Corinthian has been in the eye of the storm since then-U.S. Senator Tom Harkin (D-Iowa) released a scathing report (pdf) of the for-profit college industry in 2012 that accused it of preying on non-traditional students, often low-income and a minority.
Corinthian was sued the next year by California Attorney General Kamala Harris, who revealed internal company documents that described the college’s targeted demographic as “isolated,” “impatient,” individuals with “low self-esteem,” who have “few people in their lives who care about them” and who are “stuck” and “unable to see and plan well for future.”
NASDAQ delisted the company in February, about the same time the state cut off Cal Grants for 4,500 Heald students.
The U.S. Department of Education fined Corinthian $30 million earlier in the month for multiple transgressions, including the misstatement of graduation and job placement rates that investors and students use to evaluate it. The department forbid Corinthian’s 10 Heald College campuses from enrolling new students.
The innovative, outside-the-box business plan was lucrative for years. For-profit companies like Corinthian target low-income students and veterans because they have access to state and federal education financial assistance. Federal money accounted for nearly half of Corinthian’s annual revenue.
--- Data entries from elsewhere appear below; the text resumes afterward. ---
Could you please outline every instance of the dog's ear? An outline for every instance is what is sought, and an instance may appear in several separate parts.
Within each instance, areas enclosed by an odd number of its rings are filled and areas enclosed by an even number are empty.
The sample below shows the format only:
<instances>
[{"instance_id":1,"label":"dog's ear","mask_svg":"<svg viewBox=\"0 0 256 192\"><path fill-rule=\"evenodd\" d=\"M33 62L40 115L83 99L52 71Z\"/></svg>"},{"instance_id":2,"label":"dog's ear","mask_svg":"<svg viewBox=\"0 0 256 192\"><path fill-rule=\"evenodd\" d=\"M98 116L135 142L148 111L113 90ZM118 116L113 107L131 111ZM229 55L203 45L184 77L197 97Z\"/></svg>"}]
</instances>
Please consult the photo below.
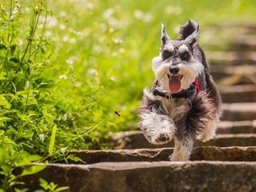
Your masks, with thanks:
<instances>
[{"instance_id":1,"label":"dog's ear","mask_svg":"<svg viewBox=\"0 0 256 192\"><path fill-rule=\"evenodd\" d=\"M191 46L197 44L197 42L198 42L198 40L199 38L199 34L200 34L199 28L200 28L200 26L199 26L199 24L198 24L194 31L185 39L185 41L187 42L188 43L190 43L191 45Z\"/></svg>"},{"instance_id":2,"label":"dog's ear","mask_svg":"<svg viewBox=\"0 0 256 192\"><path fill-rule=\"evenodd\" d=\"M162 29L161 29L161 40L162 40L162 46L165 45L167 41L170 41L170 38L167 34L166 31L166 27L162 23Z\"/></svg>"}]
</instances>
At the end, Corinthian posted a notice on its webpage with a denial that it had performed badly and deserved to be closed. “Overall, our schools did a good job for the students they served. We made every effort to address regulators’ concerns in good faith. Neither our Board of Directors, our management, our faculty, nor our students believe these schools deserved to be forced to close.”
While Corinthian doesn’t feel that it deserves to be closed, its students and former students believe they shouldn’t have to pay for their educational experience. The Los Angeles Times says that students attending schools that get shut down in this manner generally have their loans forgiven. But that might not extend to the private, third-party loans that Corinthian facilitated for many of its students. For them, the learning experience may last for years.